The Onion News Network has a great piece -- it's from the primary campaign, but it's still relevant -- "Candidates Compete for the Vital Idjit Vote." And they analyze the possibility that an even older, more curmudgeonly candidate might steal votes from McCain. They also profile the No-Values Voters, who are looking for an evil candidate they can support. "The tenor of the political debate right now seems focused on helping people and making positive change, and that's very alienating for people like us." And in sports news, ONN reports that the Jacksonville Jaguars forfeited a football game when "the pre-game coin toss caused the Jags to realize the randomness of life and the triviality of their own existence."

The challenge of wind power is that while you can build a coal-fired power plant anywhere you want and burn the coal whenever you need the electricity, you have to put a wind farm where the wind blows and you can't control how much power you'll get from one hour to the next. So you either have to be able to move the power to where it's needed or to store it somehow.

This article is about the limitations of the current electrical grid, which can't move large quantities of power even from upstate New York to New York City.

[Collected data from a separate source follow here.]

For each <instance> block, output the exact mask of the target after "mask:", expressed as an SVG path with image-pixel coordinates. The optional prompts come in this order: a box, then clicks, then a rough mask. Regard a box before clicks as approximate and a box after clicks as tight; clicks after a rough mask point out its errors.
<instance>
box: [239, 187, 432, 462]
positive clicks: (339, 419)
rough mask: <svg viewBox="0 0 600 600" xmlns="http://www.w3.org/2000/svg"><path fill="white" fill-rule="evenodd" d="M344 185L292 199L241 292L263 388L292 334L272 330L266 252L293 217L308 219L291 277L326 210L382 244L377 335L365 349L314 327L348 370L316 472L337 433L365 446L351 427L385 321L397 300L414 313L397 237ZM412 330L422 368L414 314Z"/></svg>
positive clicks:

This one is about off-shore wind farms, which seem to make a lot of sense in the Northeast. They're more expensive to build than land-based wind farms, but the wind is steadier offshore, and you get power a few miles off the East coast rather than in the middle of North Dakota. So the windmills are more expensive but the grid improvements are cheaper.

The dirty tricks to suppress voter turnout begin.

Did you hear that Venezuela and Boliva expelled their U.S. ambassadors? Me neither. You'd think somebody might have mentioned it to us.

You have to love Craig Ferguson's view of his adopted country's democratic process. Voting's not exciting or cool; it's a pain in the butt. But "if you don't vote, you're a moron." This is actually a fairly old idea. The word idiot comes from the same Greek root as idiosyncrasy. The original idiot was somebody who cared only about his own affairs and not at all about the community. The whole routine in the link is fabulous.